The Plan

I met with my surgeon (and nurse) yesterday to evaluate my current status (and pending return to work) and come up with a plan going forward. Not surprisingly, she was not thrilled with how the wound around my stoma looks and that it remains so far from being healed. The skin in the wound is no longer pinkish and has taken a whitish fibrous look, which they think is likely dead skin and may be preventing the wound from closing (though it was difficult to tell whether some of this was also leftover stoma powder/paste). To deal with this problem, we returned to the calcium alginate dressing and Eakin seal (or stoma paste), and she prescribed an enzymatic debriding agent (which has not yet arrived at my pharmacy). The debriding agent should take care of the dead tissue, allowing new, healthy skin skin to fill the gap. I’ll give it a shot as soon as it arrives and hope for the best. For now, the wound remains open, sensitive, and painful. But such is life, I suppose.
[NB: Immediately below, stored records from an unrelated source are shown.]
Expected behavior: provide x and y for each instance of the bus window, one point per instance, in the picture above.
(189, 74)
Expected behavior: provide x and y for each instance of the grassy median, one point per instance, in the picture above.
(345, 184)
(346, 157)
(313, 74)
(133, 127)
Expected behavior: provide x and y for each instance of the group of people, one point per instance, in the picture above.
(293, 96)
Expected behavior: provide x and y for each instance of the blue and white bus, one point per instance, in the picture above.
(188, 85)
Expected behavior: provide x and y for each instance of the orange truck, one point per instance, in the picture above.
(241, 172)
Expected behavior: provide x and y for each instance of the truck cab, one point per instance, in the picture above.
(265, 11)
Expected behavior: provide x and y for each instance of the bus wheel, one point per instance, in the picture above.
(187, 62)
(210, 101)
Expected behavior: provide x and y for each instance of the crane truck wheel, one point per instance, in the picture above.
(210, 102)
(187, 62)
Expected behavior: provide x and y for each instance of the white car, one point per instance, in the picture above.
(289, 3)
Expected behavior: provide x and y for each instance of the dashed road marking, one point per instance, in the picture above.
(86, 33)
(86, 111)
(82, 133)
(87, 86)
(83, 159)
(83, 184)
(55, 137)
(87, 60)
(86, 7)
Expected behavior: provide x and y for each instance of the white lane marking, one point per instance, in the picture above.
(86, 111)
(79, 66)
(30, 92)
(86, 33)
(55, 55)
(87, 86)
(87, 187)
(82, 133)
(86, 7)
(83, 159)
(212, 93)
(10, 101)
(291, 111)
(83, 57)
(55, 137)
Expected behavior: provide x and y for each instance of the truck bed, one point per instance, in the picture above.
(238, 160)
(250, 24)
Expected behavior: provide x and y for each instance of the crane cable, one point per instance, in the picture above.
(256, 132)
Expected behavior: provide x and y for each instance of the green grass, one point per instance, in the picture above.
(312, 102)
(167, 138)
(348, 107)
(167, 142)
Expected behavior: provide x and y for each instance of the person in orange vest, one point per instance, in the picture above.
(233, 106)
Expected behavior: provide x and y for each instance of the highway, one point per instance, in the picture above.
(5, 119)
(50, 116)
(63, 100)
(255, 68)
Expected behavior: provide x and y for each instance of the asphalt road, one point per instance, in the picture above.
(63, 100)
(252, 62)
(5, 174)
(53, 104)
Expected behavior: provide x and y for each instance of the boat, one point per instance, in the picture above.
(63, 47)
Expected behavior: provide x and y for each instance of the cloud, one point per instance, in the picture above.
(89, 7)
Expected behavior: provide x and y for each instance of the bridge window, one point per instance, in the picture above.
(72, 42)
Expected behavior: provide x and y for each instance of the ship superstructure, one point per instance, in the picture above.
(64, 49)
As for the overall plan, Step 1 is to do absolutely nothing for another month to give everything some additional time to heal. Then, sometime next month, I will have another CT Scan with—in my surgeon’s words—”lots of rectal contrast”. Lovely. Unless the scan conclusively answers the question “what went wrong last time?” (doubtful), we will then do a pouchoscopy (i.e., a colonoscopy for people without a colon). The pouchoscopy will be done by a GI, not my surgeon, and I’ll probably have it done by the chief of gastroenterology at UCSF and, depending on the results, may have my GI at Stanford take a second look. What to do after the pouchoscopy (e.g., more scans, an exam under anesthesia) really depends on what the pouchoscopy shows or doesn’t show. But my surgeon made clear that we’re not moving forward with a takedown until we are certain (or as certain as one can be) that I won’t run into the same issues. One midnight surgery is enough, thank you very much. As a final step, we may opt to cut me open at the time of the takedown so my surgeon can take a final look at the J-Pouch before dropping the ileostomy. This would obviously make the takedown a much more invasive procedure, but it also provides some additional peace of mind and could prevent a repeat of the complications I suffered last time. We don’t need to decide today and hopefully the other less-invasive tests will yield some answers.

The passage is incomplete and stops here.